Until then it’s just words, a means to garner votes for bench-warming purposes.
hmm, ahd nivir heard this phrase ‘accent ae the mind’ wid it be permissible ae me tae type in the accent that is in ma heid or am ah likely tae be scolded oan these virri pages fur no typin in the anglaise
It’s just a phrase. Trying to remember where I heard it. Sorry it’s offended people somehow
hasn’t offended me at all, I did a wee google search and it landed me in Rab Wilson’s direction, which was no bad thing
WE do need a plan to restore our nation-state status Duncanio I agree. But I also think we need a new politics A > B.
If you want to engage people give them something they can actually relate to and focus on.
A plan for restoring Scotland’s full self-government achieves that.
Ordinary folk People aren’t interested in a “new politics”. It’s too nebulous. Only the chattering classes deem it relevant.
I think people are allowed to think.
That’s a glib comment
‘In order to resist Reform, there needs to be a counterpoint which is also about real change and disruption.’
The electoral evidence of the last decade in Scotland is that this ‘counterpoint’ simply does not exist. There is, to all intents and puroposes, no party of the left seeking power, even at Holyrood – where proportional representation can give parties with a few MSPs disproportionate influence.
That is true, Florian Albert.

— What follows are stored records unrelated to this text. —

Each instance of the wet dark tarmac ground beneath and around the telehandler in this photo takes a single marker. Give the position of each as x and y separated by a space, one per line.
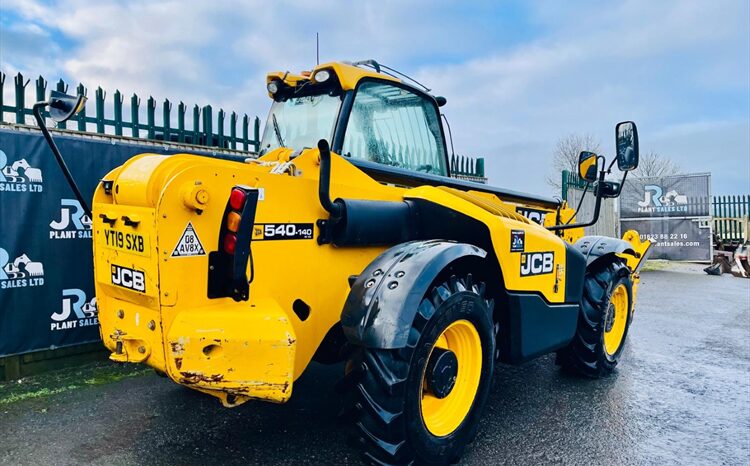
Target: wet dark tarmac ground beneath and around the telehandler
681 395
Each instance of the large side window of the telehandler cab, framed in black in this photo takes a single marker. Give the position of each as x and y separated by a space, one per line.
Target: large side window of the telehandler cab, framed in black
393 126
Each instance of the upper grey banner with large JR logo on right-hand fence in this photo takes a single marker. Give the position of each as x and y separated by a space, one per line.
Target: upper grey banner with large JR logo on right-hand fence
668 196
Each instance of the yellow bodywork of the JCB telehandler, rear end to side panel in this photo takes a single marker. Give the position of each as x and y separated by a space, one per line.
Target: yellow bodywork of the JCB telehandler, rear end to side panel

But it’s not just about party politics, but also about a broader social movement within civil society that might challenge the current stasis.
Across Europe and North America, what are loosely termed ‘populists’ have risen to prominence in the past decade. They have done this by success in elections; not via street politics. Electoral success gives them legitimacy. ‘Broader social movements’ simply do not confer political legitimacy in the way electoral success does. In a democracy, the failure to participate in elections is a demonstration of weakness.